In the end it isn't about being able to continue this anymore. It's about not wanting to.

Our friendship died the day the bracelet broke. I should have known then it was a sign.

If nothing else, at least this shit got me a high score on an essay for college.

Sunday, August 1, 2010

Killer Sutra

*Ash-Hole reporting in!*

Dear Book Worm,

How will I ever forget the fleeting encounter with the man who I'm sure would have been the love of my life, had you not come on quite as strong as you did and scared little innocent me away. I admit, standing around in the "Sexuality" section of Barnes and Noble with my lightweight drinking buddy, laughing at the extremely graphic pictures in a book titled something to the effect of "the best little sex book ever" was an extremely inappropriate place to be when you have a date with destiny.
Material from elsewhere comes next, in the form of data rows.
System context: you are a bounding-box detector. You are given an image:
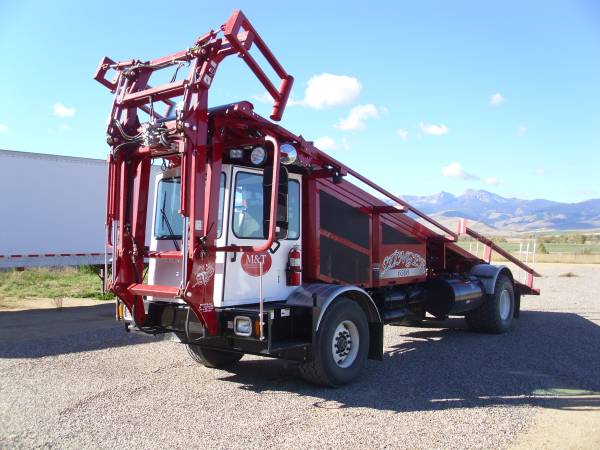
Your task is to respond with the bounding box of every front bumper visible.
[120,300,313,362]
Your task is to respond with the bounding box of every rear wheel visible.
[466,274,515,334]
[186,344,243,368]
[300,298,369,387]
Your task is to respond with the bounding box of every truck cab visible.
[148,158,302,308]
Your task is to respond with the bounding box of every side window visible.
[217,173,226,238]
[232,171,301,240]
[233,172,264,239]
[287,180,300,240]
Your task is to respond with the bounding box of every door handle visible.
[230,245,237,263]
I can remember hearing you walk up to us, and looking up (or rather, down, you were pretty short) at you and thinking "Oh, I should probably stop talking about sex now." I must have appeared to be wavering in whether or not I should purchase the book I was holding-why else would you offer up so willingly your opinion that that book was in fact a very good book. I must have also appeared to be a little more willing to try out the extremely intricate sexual pose on the page we had been looking at when you first walked up to us. As thrilling as having sex with someone with him standing up against a wall, my legs wrapped around him while in a back bend with my hands on the floor may have sounded, the mood was immediately ruined when you started talking about how many years you had been practicing sex, and how good you were at it. Oh please don't take that the wrong way, what I meant was the mood was ruined because we were in a public place, and my friend was there, and I knew I couldn't have you and your short, chubby body right then. I knew I couldn't run your fingers through your hair up to your bald spot, and being teased like that just immediately put me in a bad mood. I promise, I was strongly considering taking you up on your thinly veiled offer to see how well practiced you were at the art of love making, but thankfully (and by that, I mean unfortunately), MarenBoBarren got on the loud speaker and paged me right at that very moment. I'm sorry if you found it rude that my lightweight drinking buddy and I hastily shoved the book back on the shelf and flat out ran away from you without so much as a goodbye. I was just overwhelmed with your manliness, I had to get away before I let my carnal instinct take over.